In adopting the required rules, the commissioner must (i) consider the impact of any rules on the solvency of insurers; (ii) provide a reasonable time for insurers to remedy any unfair discrimination impact of any employed technology; and (iii) provide a means by which insurers can use external data and technology that the insurance division has found not to be unfairly discriminatory.

Questions Raised by Section 10-3-1104.9

As part of the rulemaking process, insurers may want to raise their hands to ask questions on section 10-3-1104.9. Some questions  include:

What is unfair discrimination?

In response to industry concerns regarding the definition of unfair discrimination, section 10-3-1104.9(8)(e) imposes a three-prong test:

  • The use of external data or technology has a correlation to a protected status;
  • The correlation results in a disproportionately negative outcome for such protected status; and
  • The negative outcome exceeds the reasonable correlation to the underlying insurance practice, including losses and costs for  underwriting.

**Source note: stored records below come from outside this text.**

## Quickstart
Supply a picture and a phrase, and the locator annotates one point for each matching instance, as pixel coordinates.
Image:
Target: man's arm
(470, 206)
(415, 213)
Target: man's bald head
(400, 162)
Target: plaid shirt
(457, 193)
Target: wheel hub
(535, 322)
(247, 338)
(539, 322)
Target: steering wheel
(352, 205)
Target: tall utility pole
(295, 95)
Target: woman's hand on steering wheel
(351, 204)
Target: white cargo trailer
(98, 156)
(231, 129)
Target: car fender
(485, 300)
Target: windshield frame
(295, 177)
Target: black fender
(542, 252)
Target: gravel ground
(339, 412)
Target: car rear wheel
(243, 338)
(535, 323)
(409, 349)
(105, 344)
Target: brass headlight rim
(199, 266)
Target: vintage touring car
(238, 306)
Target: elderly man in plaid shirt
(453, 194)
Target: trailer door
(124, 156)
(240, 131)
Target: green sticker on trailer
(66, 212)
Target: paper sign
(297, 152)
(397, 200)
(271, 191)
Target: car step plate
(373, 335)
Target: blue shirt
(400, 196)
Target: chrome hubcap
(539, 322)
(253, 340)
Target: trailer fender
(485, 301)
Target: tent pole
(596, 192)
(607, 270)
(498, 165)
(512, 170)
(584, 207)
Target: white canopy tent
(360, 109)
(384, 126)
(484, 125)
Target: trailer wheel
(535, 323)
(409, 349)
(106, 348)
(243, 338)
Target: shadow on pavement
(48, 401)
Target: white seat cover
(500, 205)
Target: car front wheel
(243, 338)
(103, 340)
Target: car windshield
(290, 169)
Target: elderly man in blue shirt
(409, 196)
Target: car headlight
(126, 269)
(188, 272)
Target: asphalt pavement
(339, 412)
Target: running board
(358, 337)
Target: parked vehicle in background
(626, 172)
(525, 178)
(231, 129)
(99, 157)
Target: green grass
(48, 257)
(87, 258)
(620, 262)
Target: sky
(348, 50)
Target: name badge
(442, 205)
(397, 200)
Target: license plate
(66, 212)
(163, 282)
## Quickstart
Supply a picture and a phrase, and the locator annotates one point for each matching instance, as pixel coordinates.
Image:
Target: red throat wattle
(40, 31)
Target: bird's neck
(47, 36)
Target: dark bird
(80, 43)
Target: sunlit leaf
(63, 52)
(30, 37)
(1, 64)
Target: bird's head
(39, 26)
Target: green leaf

To better understand this three-prong test, insurers at the stakeholder meetings should seek clarification. For example:  

  • How is the correlation between the use of the external data or technology and the protected status determined?
  • How can an insurer test for the correlation, when section 10-3-1104.9(7)(a) makes clear that insurers are not required to collect information regarding protected status from applicants or policyholders? At the NAIC Special (EX) Committee on Race and Insurance during the 2021 NAIC Summer National Meeting, Colorado Commissioner Michael Conway noted that insurers do not need to collect specific data on race to be able to test for discriminatory outcomes, and Colorado will expect insurers to do such testing.
  • How is a negative outcome on protected status determined and then quantified to determine if it exceeds a reasonable correlation?
  • What is a reasonable correlation to determine what exceeds such correlation?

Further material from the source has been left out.